Rule: NEVER use #include in ggml-metal.metal. Always inline.

### 2026-03-25: Upstream competitive intelligence — GAME CHANGERS

**Finding 1: QJL residual kills quality when naively re-added**
Dejan.ai found cosine similarity drops to 0.69 with naive QJL add-back.
Must use MSE-only for drop-in replacement, or fused kernel for QJL.

**Finding 2: Pre-rotate queries, not keys (THE BIG WIN)**
`<q, R^T * c[idx]> = <R*q, c[idx]>`
Rotate query ONCE, then dequant is just a centroid table lookup.
No rotation in the hot dequant path.
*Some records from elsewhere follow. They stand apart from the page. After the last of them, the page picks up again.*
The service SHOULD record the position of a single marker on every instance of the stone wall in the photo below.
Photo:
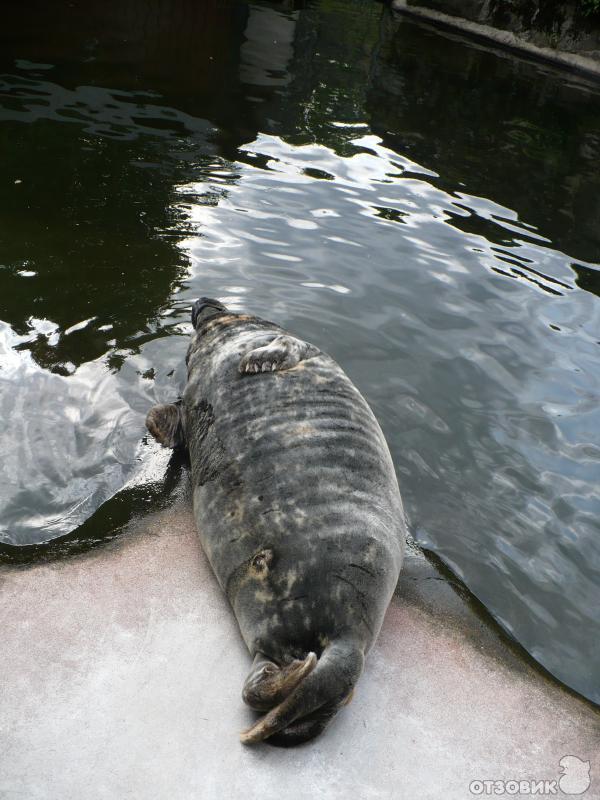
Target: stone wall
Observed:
(544, 23)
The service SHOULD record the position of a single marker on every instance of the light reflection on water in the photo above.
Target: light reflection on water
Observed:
(460, 316)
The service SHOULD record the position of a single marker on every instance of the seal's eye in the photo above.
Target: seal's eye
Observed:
(262, 560)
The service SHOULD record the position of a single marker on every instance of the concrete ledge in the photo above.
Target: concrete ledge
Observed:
(501, 38)
(122, 671)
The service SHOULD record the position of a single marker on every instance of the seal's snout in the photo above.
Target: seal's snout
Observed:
(204, 308)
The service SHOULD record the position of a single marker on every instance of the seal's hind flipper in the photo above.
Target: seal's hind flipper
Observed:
(164, 423)
(267, 684)
(284, 352)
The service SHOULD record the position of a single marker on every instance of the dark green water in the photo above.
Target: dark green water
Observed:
(423, 209)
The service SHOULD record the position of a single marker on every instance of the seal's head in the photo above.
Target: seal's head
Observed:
(205, 309)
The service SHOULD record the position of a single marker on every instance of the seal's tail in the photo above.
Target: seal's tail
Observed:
(314, 702)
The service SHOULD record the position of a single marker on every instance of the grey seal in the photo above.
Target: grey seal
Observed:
(298, 508)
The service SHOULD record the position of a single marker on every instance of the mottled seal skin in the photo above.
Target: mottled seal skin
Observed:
(298, 508)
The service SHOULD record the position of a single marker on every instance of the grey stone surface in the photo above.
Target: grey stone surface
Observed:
(575, 52)
(122, 670)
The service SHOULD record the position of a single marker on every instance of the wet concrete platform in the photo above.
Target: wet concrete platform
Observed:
(121, 673)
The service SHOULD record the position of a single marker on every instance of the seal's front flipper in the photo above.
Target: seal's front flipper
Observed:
(284, 352)
(164, 423)
(267, 684)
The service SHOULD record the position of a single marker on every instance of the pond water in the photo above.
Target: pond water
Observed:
(424, 209)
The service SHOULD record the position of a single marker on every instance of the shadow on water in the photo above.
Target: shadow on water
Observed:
(425, 209)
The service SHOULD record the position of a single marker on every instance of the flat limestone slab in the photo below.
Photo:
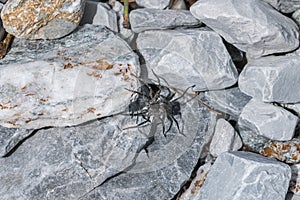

Would make turbo3 as fast as q4_0.

**Finding 3: WHT abandoned by everyone**
Both Dejan.ai and mudler tried WHT, both switched to dense QR.
But with pre-rotate-queries, rotation method doesn't matter.

**Finding 4: unixsysdev gets -0.8% speed loss (CUDA, block=32)**
Pure polar coordinate encoding, no random rotation, fused kernel.

**Finding 5: We're the only Metal implementation**
Everyone else is CPU-only or CUDA. Our Metal kernels are unique.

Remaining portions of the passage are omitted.